Cette veine littéraire est dans une large mesure corrigée par une veine réaliste issue du documentaire. On fait traditionnellement remonter cette veine à ce que l'on nomme « l'école de Brighton ». En effet, dès la fin du siècle dernier, George Albert Smith, natif de Brighton, et l'Écossais James Williamson tournent des films en plein air, inventant le « décor naturel ».
Mais on ne peut guère parler de volonté réaliste au cinéma, avant John Grierson et son film Drifters (1929), dont le succès va permettre la mise en place de l' « École documentaire britannique ». C'est grâce à Grierson que l'Américain Robert Flaherty viendra travailler en Grande-Bretagne et tournera Industrial Britain (pour Grierson en 1933) et l'Homme d'Aran (pour Balcon, en 1934). ( gpo.) Ce climat réaliste que la production de guerre mettra à profit va marquer une large part de la production britannique de fiction. C'est avec raison qu'Henri Langlois a pu parler de l'« École documentaire » comme de l'« Atelier » du cinéma britannique. Il est vrai que le train de Night Mail (1936), d'Harry Watt et Basil Wright, roule encore dans Brève Rencontre (D. Lean, 1945). Même les productions les plus fantaisistes des studios Ealing sont marquées par cette volonté de réalisme : À cor et à cri (1947) de Crichton ou Tueurs de dames (1955) de Mackendrick sont aussi, à leur manière, des témoignages sur le Londres de l'après-guerre.
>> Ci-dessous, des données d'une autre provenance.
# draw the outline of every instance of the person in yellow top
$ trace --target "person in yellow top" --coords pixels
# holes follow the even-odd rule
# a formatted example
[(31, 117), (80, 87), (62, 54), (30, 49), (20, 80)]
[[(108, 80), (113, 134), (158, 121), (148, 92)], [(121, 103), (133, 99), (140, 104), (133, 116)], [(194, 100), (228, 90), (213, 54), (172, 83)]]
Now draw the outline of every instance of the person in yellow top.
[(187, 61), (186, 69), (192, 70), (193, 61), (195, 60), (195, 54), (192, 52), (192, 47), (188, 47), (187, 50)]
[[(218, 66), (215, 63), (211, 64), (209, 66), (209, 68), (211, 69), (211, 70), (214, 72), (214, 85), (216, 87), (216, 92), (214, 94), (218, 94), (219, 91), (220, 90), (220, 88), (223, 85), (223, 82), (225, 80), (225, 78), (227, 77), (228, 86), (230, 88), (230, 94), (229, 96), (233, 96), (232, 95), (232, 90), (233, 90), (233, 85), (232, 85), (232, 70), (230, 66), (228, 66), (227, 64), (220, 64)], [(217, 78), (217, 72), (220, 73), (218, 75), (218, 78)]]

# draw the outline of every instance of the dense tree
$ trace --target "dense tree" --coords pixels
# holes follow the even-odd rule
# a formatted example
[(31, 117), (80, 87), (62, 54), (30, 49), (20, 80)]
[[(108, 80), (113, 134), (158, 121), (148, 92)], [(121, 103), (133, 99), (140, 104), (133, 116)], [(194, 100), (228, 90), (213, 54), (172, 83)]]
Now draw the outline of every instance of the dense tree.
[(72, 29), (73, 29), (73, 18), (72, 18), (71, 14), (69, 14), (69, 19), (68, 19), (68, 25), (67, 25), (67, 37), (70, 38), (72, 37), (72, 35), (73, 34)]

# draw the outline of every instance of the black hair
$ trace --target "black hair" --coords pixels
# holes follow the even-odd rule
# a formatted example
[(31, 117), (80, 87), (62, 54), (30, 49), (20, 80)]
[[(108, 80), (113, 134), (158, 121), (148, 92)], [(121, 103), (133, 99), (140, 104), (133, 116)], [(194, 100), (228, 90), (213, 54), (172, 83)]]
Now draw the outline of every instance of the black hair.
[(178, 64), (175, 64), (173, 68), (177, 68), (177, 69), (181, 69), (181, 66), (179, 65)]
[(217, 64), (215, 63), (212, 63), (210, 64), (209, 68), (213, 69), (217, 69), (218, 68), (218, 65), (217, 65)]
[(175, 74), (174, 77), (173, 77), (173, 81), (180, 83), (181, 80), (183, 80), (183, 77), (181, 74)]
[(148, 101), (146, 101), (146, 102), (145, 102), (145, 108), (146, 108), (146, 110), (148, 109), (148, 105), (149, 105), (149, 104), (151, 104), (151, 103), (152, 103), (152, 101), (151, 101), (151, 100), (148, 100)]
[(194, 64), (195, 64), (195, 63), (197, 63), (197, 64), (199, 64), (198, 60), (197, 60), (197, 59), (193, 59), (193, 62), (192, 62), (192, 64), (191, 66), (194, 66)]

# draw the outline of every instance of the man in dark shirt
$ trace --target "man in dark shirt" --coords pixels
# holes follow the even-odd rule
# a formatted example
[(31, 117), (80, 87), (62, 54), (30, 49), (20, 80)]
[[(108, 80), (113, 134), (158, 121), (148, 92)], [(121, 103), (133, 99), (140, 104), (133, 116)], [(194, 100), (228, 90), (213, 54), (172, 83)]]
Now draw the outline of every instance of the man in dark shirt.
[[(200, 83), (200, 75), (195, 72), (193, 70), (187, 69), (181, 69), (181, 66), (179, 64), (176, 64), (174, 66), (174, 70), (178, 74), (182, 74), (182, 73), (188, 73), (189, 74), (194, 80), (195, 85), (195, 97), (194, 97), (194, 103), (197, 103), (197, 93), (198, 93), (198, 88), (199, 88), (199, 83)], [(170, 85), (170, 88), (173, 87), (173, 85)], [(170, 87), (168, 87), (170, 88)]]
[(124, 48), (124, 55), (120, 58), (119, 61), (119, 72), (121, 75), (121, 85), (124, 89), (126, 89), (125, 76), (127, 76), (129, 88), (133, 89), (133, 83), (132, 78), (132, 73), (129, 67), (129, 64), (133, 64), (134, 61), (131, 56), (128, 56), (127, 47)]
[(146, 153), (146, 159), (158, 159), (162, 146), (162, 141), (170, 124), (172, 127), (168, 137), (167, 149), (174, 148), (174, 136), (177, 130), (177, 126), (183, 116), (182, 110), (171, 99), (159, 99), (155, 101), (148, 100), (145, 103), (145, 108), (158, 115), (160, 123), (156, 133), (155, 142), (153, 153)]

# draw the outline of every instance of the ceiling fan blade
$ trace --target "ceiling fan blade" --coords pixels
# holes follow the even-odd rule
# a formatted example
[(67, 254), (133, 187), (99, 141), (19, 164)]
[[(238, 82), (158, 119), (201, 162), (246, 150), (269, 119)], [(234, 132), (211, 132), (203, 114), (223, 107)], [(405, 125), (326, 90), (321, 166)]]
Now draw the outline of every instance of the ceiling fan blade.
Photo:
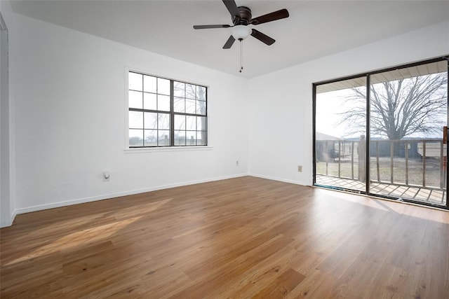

Plus tard encore, c'est au nom du réalisme que les « jeunes gens en colère » du Free Cinema, armés de leurs caméras 16 mm, vont se regrouper autour de Lindsay Anderson et de Tony Richardson : des courts métrages documentaires d'abord, puis des longs métrages de fiction, comme Samedi soir, dimanche matin de Karel Reisz (1960), vont renouveler le cinéma britannique.
Aujourd'hui, c'est à la télévision britannique (école où se formèrent Peter Watkins, John Schlesinger, John Boorman, Ken Russell et Kenneth Loach pour ne citer qu'eux) et dans ses « docu-dramas » que s'exprime cette veine réaliste, ou encore dans les productions indépendantes à petits budgets aidées par la RFI Production Board.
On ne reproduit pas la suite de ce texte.